Ray and Srinivas take the readers back in time, to give them a glimpse of the history behind the aromatic spices and the rich colors of South Asian cuisine. The historical journey of Indian food is one of variety, change and resilience, Ray says, adding, “It can be argued that Indian nationalism was born in resisting English depredations of the Indian middle-class kitchen. Just as nationalism in Europe and the Americas were born in coffee houses and taverns, in South Asia it was born in defending and changing the domestic habits of the kitchen.”
The essays tell a story of how Indian foods have a long history of being local while being connected to a much wider world. “Whether it is the Roman amphoras, Central Asian tandoors, Chinese soy sauce and tea, incense-laden Middle-eastern boats, African tubers, or the southeast Asian spices and paan, Indian food is intertwined with that of many cultures in the continent,” he says.
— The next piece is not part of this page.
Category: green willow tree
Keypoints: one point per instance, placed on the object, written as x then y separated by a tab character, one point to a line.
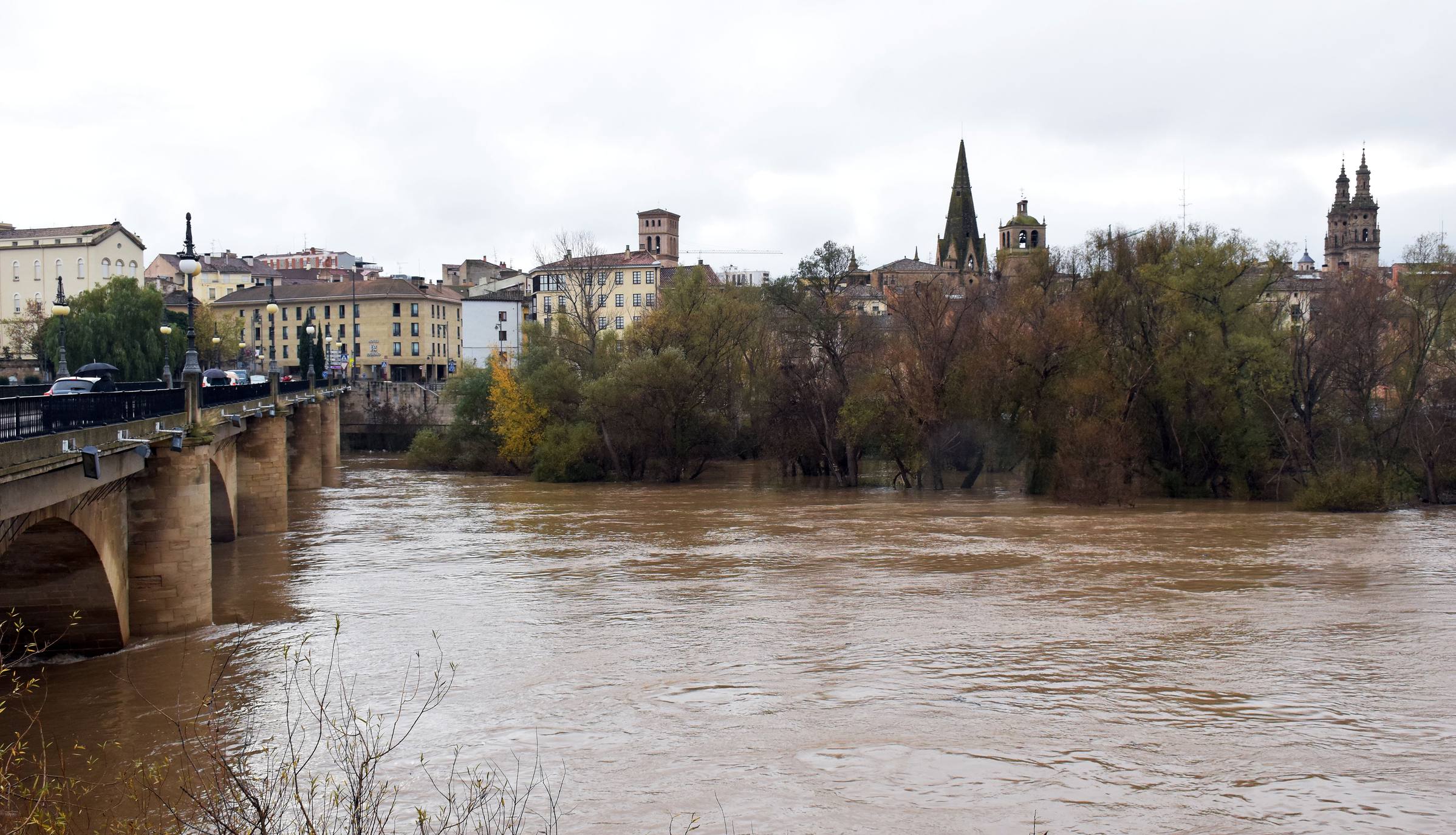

And that pattern continues even today, the only difference being that the geographical distance keeps changing.
The projection of South Asian food has changed over the years and as India slowly endeavors to comes out of its Third World status, the narrative will keep changing, feels the author. “There is a greater engagement globally with things from South Asia and this is leveraged by the 9 million or so South Asians abroad,” he adds. “Their articulation of culture is not only because they belong to it, but also because they treat it as routes of dispersal.”
Throughout history, people have moved and taken their culture and traditions along with them. “That is how newness enters the world and tradition is reinvented,” says Ray, calling Curried Cultures an “early analysis of possible gustatory futures with its many joys and burdens.”
South Asians represent a fascinating dimension of movement of cultures and people in the contemporary world, he adds. “South Asian food at home and abroad is a terrific illustration of that dynamic interaction between rootedness and mobility.”